By Duane Thomas
When we say a primer is “sensitive,” we’re referring to the amount of force – firing pin impact energy – required to cause the priming compound to ignite. There are multiple factors determining a primer’s sensitivity, like the thickness of the cup itself, and the shape of the anvil (a piece of metal inside the primer – the firing pin compresses the priming compound between the cup and the anvil, causing it to ignite), but in this series of articles we’re going to focus specifically on the actual composition of the priming compound itself, which has five components: the initiator, sensitizer, (sometimes) frictionator, oxidizer, and fuel. We’ll begin with the initiator.
Priming compound is a pressure sensitive material – commonly referred to as “shock sensitive” – in other words, we hit it, and it burns. The initiator is the material that actually detonates under impact. Early priming compounds used mercury fulminate or potassium chlorate which were unfortunately corrosive and would attack and damage steel unless the gun was thoroughly cleaned, in short order after being fired, but today it’s lead styphnate (by far the most widely used) or diazodinitrophenol (DDNP) found in lead-free primers.
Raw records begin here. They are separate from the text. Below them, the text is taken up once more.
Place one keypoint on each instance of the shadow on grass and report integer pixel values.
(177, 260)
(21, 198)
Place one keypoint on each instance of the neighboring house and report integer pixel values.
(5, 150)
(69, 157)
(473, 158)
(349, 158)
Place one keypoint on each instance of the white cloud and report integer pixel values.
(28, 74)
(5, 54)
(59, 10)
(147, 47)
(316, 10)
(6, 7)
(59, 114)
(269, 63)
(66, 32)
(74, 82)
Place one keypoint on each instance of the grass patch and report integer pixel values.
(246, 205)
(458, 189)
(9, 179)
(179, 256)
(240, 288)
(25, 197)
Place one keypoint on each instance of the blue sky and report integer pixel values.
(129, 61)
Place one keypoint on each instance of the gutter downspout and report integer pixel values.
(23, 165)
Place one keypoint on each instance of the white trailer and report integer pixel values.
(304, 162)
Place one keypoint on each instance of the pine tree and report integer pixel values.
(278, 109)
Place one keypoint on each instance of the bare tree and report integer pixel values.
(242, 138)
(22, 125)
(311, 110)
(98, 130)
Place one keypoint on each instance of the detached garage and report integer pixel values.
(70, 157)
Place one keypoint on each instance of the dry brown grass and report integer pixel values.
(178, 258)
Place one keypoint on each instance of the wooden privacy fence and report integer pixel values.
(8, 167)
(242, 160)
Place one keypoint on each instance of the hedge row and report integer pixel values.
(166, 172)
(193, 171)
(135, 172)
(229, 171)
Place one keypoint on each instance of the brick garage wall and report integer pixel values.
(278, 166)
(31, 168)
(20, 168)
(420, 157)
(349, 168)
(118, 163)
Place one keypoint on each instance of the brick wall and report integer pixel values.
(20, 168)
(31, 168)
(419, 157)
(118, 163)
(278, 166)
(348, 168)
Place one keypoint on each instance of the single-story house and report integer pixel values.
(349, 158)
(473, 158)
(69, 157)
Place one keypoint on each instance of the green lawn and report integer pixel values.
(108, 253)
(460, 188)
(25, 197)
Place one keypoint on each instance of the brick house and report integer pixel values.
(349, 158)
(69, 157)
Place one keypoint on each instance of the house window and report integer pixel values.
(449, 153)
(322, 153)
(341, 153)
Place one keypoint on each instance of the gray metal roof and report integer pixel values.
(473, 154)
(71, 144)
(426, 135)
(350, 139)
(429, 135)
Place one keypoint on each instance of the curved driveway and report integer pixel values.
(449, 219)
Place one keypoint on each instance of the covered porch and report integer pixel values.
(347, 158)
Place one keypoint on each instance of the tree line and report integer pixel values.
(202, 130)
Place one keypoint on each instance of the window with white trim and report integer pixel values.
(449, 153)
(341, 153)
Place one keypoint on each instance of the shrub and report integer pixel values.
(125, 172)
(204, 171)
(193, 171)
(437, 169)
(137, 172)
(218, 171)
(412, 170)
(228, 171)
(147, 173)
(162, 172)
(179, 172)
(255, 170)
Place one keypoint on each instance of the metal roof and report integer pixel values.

Lead styphnate is moderately sensitive. It does a fine job balancing safety, ignition-reliability, and non-corrosive properties, which is why it’s been the standard initiator in non-corrosive priming compound since the 1920s.
DDNP is the initiator used in most lead-free primers. It’s less sensitive than lead styphnate; but, not containing lead, it gets us around worries of inhaling airborne lead particles, and its lack of sensitivity can be, to a large extent though not completely, compensated for with sensitizers.
The initiator is basically stored energy. When it’s subjected to shock (firing pin impact), that breaks the initiator’s chemical bonds, at which point it undergoes a rapid chemical reaction (i.e. detonation). This detonation causes the initiator’s molecules to decompose almost instantly, releasing a burst of heat (often exceeding 2,000°C), hot gases, and a shockwave.
The initiator’s role is to provide the initial spark, with minimal energy input compared to what is released, making its sensitivity critical. The entire process occurs in milliseconds and is baseline necessary for reliable primer ignition.